Thoughts on Brazil and Cotton (yes, Cotton)

There will be plenty coming from me soon about the airport situation in Brazil (lots has happened in the two weeks I was in Brasília), but first, the exciting world of cotton subsidies (yes, cotton subsidies). Boz points us to a blurb on how Brazil has successfully demonstrated to the World Trade Organization that the U.S. failed to overhaul subsidies by overproducing cotton in an effort to drive down global cotton prices, hurting other cotton producing countries. Even to me, this is generally extremely boring stuff (I just don't care that much about international economies at that level), but what Randy points out gives the story a lot more merit beyond the international economics framework. Brazil didn't just represent itself in this complaint - it also represented Mali, Burkina Faso, and other cotton-producing African nations that may not have had the resources to ably contest the U.S.'s excesses.

All of this matters for one very simple reason: Brazil has spent the last 5 years building alliances with the "developed" and the "developing" world. Whereas the previous administration of Fernando Henrique Cardoso was basically interested in increasing dependency on nations like France and the United States by privatizing anything and everything he could in Brazil, Lula has had a more open approach that has looked as much to relations with developing nations for economic growth and global reputation as it has to the U.S. and Europe. He has had no problem trying to set up trade deals with states like Saudi Arabia, China, and many nations in Africa. In short, Lula has talked to anybody and everybody, from Bush to Chavez, from King Faud to Hu Jintao.

The importance of this cannot be overstated. Certainly, some of the efforts to trade relations and friendship-formation between Brazil and other countries may not play out, but that doesn't ultimately matter. By simply branching out and extending Brazil's relations to other developing countries, Brazil has managed to lay the foundation for a future as a global leader within the international community in ways it has never achieved thus far while increasing its economic growth via trade agreements with non-traditional (but still completely useful) trade partners.

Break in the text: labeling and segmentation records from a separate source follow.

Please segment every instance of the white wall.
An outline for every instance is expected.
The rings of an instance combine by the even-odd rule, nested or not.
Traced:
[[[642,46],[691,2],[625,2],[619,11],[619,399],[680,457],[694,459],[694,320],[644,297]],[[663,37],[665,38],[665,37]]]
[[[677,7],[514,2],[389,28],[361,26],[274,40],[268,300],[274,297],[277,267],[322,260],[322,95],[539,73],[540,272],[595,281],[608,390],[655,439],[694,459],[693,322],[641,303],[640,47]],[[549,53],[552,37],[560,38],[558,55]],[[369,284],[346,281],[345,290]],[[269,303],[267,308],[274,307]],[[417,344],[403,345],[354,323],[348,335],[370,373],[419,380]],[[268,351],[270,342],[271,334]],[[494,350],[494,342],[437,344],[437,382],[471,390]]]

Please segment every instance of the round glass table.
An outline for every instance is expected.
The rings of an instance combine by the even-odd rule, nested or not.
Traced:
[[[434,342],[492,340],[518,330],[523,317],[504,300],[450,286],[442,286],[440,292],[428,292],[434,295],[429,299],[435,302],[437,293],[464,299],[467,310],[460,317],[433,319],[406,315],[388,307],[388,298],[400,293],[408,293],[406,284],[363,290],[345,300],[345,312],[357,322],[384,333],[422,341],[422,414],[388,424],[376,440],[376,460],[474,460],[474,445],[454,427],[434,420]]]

The narrative in the United States by and large emphasizes that Venezuela's Chavez is the only leader challenging the U.S.'s hegemony and building alliances with non-European/non-North American governments. Certainly it may seem that way - without question, Chavez is more boisterous, louder, adn more confrontational. But while he launches all his rhetoric and has his photo taken with leaders of Iran or Zimbabwe, Lula has been quietly moving around the world, talking as much with Bush (see the recent talks between Lula and Bush in the area of ethanol development) as with leaders of Africa, Latin America, and Europe, even while taking on the U.S. where it hurts Brazil's own growth (as in the case of the cotton subsidies or in Lula's current insistence that, this time, Brazil will not back down in the global trade talks in Doha) and the growth of other countries in the developing world, as the filing of the cotton-subsidies case against the U.S. on behalf of African countries demonstrates. By quietly building such relationships, downplaying bombast and quietly negotiating, Lula has spent the last five years building very fruitful international relations that will only improve over time, and while the middle-class in Brazil may hate him now, there can be no question that, in this arena, Lula has done better than any president in recent memory in helping Brazil to truly grow.